With Uhuru’s visit to the US for the Africa leaders meeting, and Obama’s to the country, Kenya was back as Washington’s strongest ally in the region.

Since then, Kenya has received significant help in the war against al Shaabab in terms of financial, security and defence equipment support. And more is expected under new US President Donald Trump.

In addition to continuing with its strong relations with allies such as China and Japan, President Uhuru has also forged ties with countries such as Turkey, Qatar and India attracting major bilateral deals.

While seeking to strengthen its Afro-centric foreign policy stance that aims at increasing trade within the continent, Uhuru’s government has sought to balance relations with the East and the West.

The Jubilee administration has prioritised the integration of the East African region and increased collaboration between African nations.

Because of the Jubilee government’s strong foreign policy, Kenya has been the destination of choice for major global conferences in the last four years.
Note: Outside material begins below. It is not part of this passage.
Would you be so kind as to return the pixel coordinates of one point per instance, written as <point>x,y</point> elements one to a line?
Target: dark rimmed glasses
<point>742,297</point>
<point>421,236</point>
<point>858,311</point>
In 2016 alone, it hosted major seven international conferences key among them being World Trade Organisation, United Nations Conference on Trade and Development (UNCTAD), the Global Partnership on Economic Development Conference (2nd High-Level Meeting), the Sixth Tokyo International Conference on African Development (TICAD) and the global Partnership for Economic Development Co-operation (HLM2) bringing thousands of delegates, including heads of state, to the country.

This in turn raised its profile in the meetings, incentives, conferences and events (MICE) sector.

This year, President Uhuru was invited to the G7 summit, held in Taormina, Italy where he met the world’s nine most powerful leaders.

As State House spokesman Manoah Esipisu noted, this was no accident. It was recognition, by the international community, that Kenya matters both for its own sake, and because it speaks for Africa.

At the summit, he met the Presidents of the US, France, the German Chancellor, and the Prime Ministers of Canada, Japan, and the host Italy, which was a first for Kenya, and a first for Africa.

Kenya no longer goes to western capitals with a begging bowl in hand but to have its voice heard.

Under Uhuru’s leadership, Kenya, for the first time since independence developed a written foreign policy, which was finalized in 2014.


Its mission is to project, promote and protect Kenya’s interests and image globally through innovative diplomacy, and contribute towards a just, peaceful and equitable world.


As the President notes in his forward remarks in the document, it also seeks to deepen the country’s engagement and partnerships with the Kenyan Diaspora in order to leverage and harness their skills and expertise for national development.


The country’s Diaspora’s remittances are ranked as the highest foreign exchange source ahead of tea.


But for long, their issues remained unsettled until the government developed a Diaspora Policy to guide their engagement with the country.